Improve default plot order and legend placement

carloscinelli / benford.analysis

Tools that make it easier to use Benford’s law for data validation and forensic analytics.

61 stars 15 forks source link

Improve default plot order and legend placement #32

Open carloscinelli opened 5 years ago

carloscinelli commented 5 years ago

It might not be clear to users to what the chi-squared difference refers to. Maybe put both next to each other, and improve the description of the plot.

Also, think about a better default legend placement.

carloscinelli commented 5 years ago

@rafaelslins I think the changes look good!

Some thoughts:

[x] we can set the default except = NULL since select will be the main argument now. Also, we can put select before except in the arguments of the function.
[x] we still need to think about the legend placement. I don't think the legend as a separate plot on its own is working well. Maybe we can create an extra margin on the bottom of all plots and put the legend on the bottom. Any ideas?
[x] we should probably rename error bars to "lower and upper bounds".
[x] Also, regarding the bounds, maybe two line lines will work better than the arrows? We should test to see how it looks.

carloscinelli commented 5 years ago

@rafaelslins some problems in the current implementation

[x] the parameter alpha is not being dispatched to the functions

carloscinelli commented 5 years ago

I'm inclined to think this looks cleaner for the bounds

Versus the current version

carloscinelli commented 5 years ago

For the legend, we could aim for something like this: https://stackoverflow.com/questions/10389967/common-legend-for-multiple-plots-in-r

carloscinelli commented 5 years ago

@rafaelslins Rafael, some bugs and other problems were introduced in this PR. I'm going to list some of them.

[ ] The argument multiple = F is not working. Also, if the user passes only one plot in select, the default behavior should be the same as multiple = F.
[x] It doesn't make sense to put in the default display the second order difference plot as a huge plot in the middle. All plots should be the same height.
[ ] legend size is not working well.

Other comments:

the function was accepting invalid plot names, I fixed that temporarily in a new commit.
I have changed the legend description to more informative names.

Let's do these changes in a branch, and only merge when things are well tested and working correctly.

carloscinelli commented 5 years ago

Argument multiple = F still not working,

Example: data("census.2009") cs <- benford(census.2009$pop.2009[census.2009$pop.2009>10]) plot(cs, select = "digits", multiple = F)

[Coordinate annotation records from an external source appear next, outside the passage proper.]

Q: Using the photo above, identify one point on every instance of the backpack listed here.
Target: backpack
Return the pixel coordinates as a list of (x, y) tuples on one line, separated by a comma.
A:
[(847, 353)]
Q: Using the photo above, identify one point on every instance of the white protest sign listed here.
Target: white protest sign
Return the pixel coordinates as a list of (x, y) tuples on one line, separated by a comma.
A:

rafaelslins commented 5 years ago

I think part of the problem with multiple = F is due to the incompatibility of thelayout() function (mainly used to allocate subtitles) and par() function.

?layout: "These functions are totally incompatible with the other mechanisms for arranging plots on a device: par(mfrow), par(mfcol) and split.screen."

rafaelslins commented 5 years ago

I'm thinking of a solution using just the pair () function

rafaelslins commented 5 years ago

I'm trying to make it possible:

par(mfrow=c(2,1)) bfd.cp <- benford(corporate.payment$Amount) plot(bfd.cp, select = "digits", multiple = F) plot(bfd.cp, select = "chi squared", multiple = F)

rafaelslins commented 5 years ago

I have had a lot of fails to try it work:

par(mfrow=c(2,1)) plot(bfd.cp, select="digits", multiple=F) #plots plot(bfd.cp, select="rootogram digits", multiple=F) #plots

I implement a simple (temporary) solution that returns the desired result:

plot(bfd.cp, select=c("digits", "rootogram digits"), multiple=T, mfrow = c(2,1))

carloscinelli commented 5 years ago

@rafaelslins you can plot the legends of single plots inside the plot itself, then this should not be a problem.

But for now focus on having all individual plot functions implemented and working correctly as autonomous individual functions that are easy to use and customize. These functions should be easy to use by themselves without resorting to the generic plot.